Posted by on 15 January 2004 - 08:03 PM


It's great that you're here. Your mother must be so proud to have such a concerned and caring daughter!

If I am remembering correctly, CREST syndrome is related to scleroderma, an autoimmune condition that results in abnormal collagen formation and growth. Autoimmune conditions in general are more common in individuals with celiac disease, so it is definitely prudent to have your mother tested. Doctors can be remarkably stubborn when it comes to testing, though, so remember, "the squeaky wheel gets the grease!" DON'T take no for an answer! It would probably be a good idea to research testing through Enterolab as well, as a backup option or an adjunct to conventional testing. It seems to be MORE reliable than blood tests, actually, and it would be SO much easier on your mother's frail body than running the entire gamut of conventional tests! (Enterolab can also test for sensitivites to dairy and yeast, which could also be causing your mother distress.)

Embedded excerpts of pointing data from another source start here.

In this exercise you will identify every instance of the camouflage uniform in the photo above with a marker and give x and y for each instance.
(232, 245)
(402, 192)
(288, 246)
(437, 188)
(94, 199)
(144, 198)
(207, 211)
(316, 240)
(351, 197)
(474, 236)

Am I understanding correctly that your mother uses her IV port for parenteral nutrition, and not just for fluids? If so, I wonder how hard it would be to find a gluten-free formulation for her to use. Maybe they're all gluten-free; I don't have any idea, but I know it would be vital to find one that is if she receives nutritional support that way.

Your mother's intuition is doing her a valuable service; by all means, honor it! Get some testing done, then ditch gluten for good. I wish both of you the best of luck as you pursue improved health!